Шел дождь, сумасшествовал ветер. В расплывчатой мгле проносились мимо машины. На маленькой бетонной площадке стояли двое, прижавшись друг к другу, а рядом с ними, смешно выкидывая руки, прыгал человек. Издалека прыгающий человек был похож на большую заводную куклу.
Как бы поздно он ни вернулся, у него есть оправдание — дождь. Я вижу, что дождь, скажет жена. Но почему именно сегодня, когда на дворе такое творится, тебе взбрело в голову отпустить служебную машину? Дождь начался в шесть. Жена посмотрит на часы, он тоже посмотрит на часы. Хорошо, если он до двенадцати окажется дома, а если проторчит здесь еще час?

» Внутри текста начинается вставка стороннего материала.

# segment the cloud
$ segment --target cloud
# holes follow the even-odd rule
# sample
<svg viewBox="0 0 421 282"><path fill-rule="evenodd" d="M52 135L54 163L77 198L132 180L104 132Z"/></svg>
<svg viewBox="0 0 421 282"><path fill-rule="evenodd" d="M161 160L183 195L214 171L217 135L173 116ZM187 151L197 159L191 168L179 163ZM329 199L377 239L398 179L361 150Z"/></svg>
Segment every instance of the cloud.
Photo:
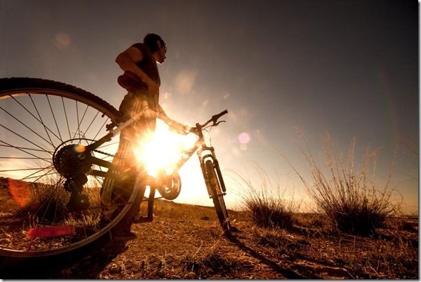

Остается две недели до юбилея. Хотелось прожить эти дни без осложнений. Желание вряд ли сбыточное, но хотелось. Вспышки, конфликты в кругу деловых людей непредсказуемы. По крайней мере без брожения в тылу… Когда у него бывало хорошее настроение, он называл дом тылом: ну как в тылу, без перемен? Он принюхивался к запахам, которые блуждали по квартире, чувствовал, как тело обволакивает домашнее тепло. Блаженно улыбался и сам себе отвечал: без перемен. Да здравствует прочный тыл! Сейчас он вряд ли повторит эту фразу. Разладилось в тылу. Некстати, не ко времени.
Метельников смотрел на летящий мимо глаз дождь. Тело согревалось медленно, и даже то тепло, которое зарождалось в мышцах, скоро уходило, достаточно было две-три минуты постоять без движения. Он снова подумал о жене.